Ce que c’est que les enfants: attendu que, tous les jours, on se rencontrait ensemble, assis l’un près de l’autre; que, sans penser à rien, nous nous touchions le coude, et que nous nous communiquions, dans la moiteur de notre haleine, à l’oreille, en chuchotant, nos petits sujets de rire, ne finîmes-nous pas (le bon Dieu me pardonne!) par nous rendre amoureux?
Mais c’était un amour d’une telle innocence, et tellement emprunt d’aspirations mystiques, que les anges, là-haut, s’ils éprouvent entre eux des affections réciproques, doivent en avoir de pareilles. L’un comme l’autre, nous avions douze ans: l’âge de Béatrix, lorsque Dante la vit; et c’est cette vision de la jeune vierge en fleur qui a fait le Paradis du grand poète florentin. Il est un mot, dans notre langue, qui exprime très bien ce délice de l’âme dont s’enivrent les couples dans la prime jeunesse: nous nous agréions. Nous avions plaisir à nous voir. Nous ne nous vîmes jamais, il est vrai, que dans l’église; mais, rien que de nous voir notre cœur était plein. Je lui souriais, elle souriait; nous unissions nos voix dans les mêmes cantiques d’amour, d’actions de grâces; vers les mêmes mystères nous exaltions, naïfs, notre foi spontanée… Oh! aube de l’amour, où s’épanouit en joie l’innocence, comme la marguerite dans le frais du ruisseau, première aube de l’amour, aube pure envolée!
Voici mon souvenir de Mlle Praxède, telle que je la vis pour la dernière fois: tout de blanc vêtue, couronnée de fleurs d’aubépine, et jolie à ravir sous son voile transparent, elle montait à l’autel, tout près de moi, comme une épousée, belle petite épousée de l’Agneau!
Notre communion faite, la chose finit là.
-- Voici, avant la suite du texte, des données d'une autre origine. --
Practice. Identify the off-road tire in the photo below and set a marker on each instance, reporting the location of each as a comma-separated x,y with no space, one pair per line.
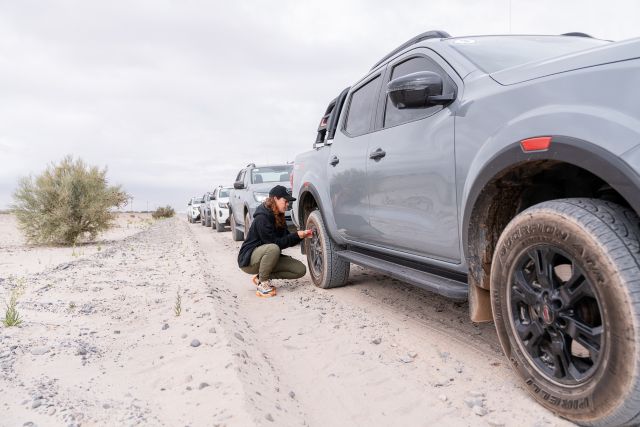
599,385
334,271
236,235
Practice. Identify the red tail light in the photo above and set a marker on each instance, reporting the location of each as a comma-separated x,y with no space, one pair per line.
540,143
C’est en vain que longtemps, quand nous passions dans sa rue (elle habitait rue de la Lice), je portais mes regards avides sous les abat-jour verts de la maison de Praxède. Je ne pus jamais la revoir. On l’avait mise au couvent et, alors, de songer que ma charmante amie avec le vermillon et le sourire de son visage, m’était enlevée pour toujours, soit de cela, soit d’autre chose, je tombai dans une langueur à me dégoûter de tout.
Aussi les vacances venues, quand je retournai au Mas, ma mère en me voyant tout pâle, avec, de temps en temps, des atteintes de fièvre, décida dans sa foi, autant pour me guérir que pour me récréer, de me conduire à saint Gent, qui est le patron des fiévreux.
Saint Gent, qui a pareillement la vertu de faire pleuvoir, est une sorte de demi-dieu pour les paysans des deux côtés de la Durance.
– Moi, nous disait mon père, j’ai été à Saint-Gent avant la Révolution. Nous y allâmes les pieds nus, avec ma pauvre mère, je n’avais pas plus de dix ans. Mais, en ce temps, il y avait plus de foi.
Nous, avec l’oncle Bénoni qui conduisait le voyage et que vous connaissez déjà, par une lune claire comme il en fait en septembre, vers minuit, nous partîmes donc, sur une charrette bâchée, et, après nous être joints aux autres pèlerins qui allaient à la fête, à Château-Renard, à Noves, au Thor, ou bien à Pernes, nous voyions après nous, tout le long du chemin, quantité d’autres charrettes, recouvertes, comme la nôtre, de toiles étendues sur des cerceaux de bois, venir grossir la caravane.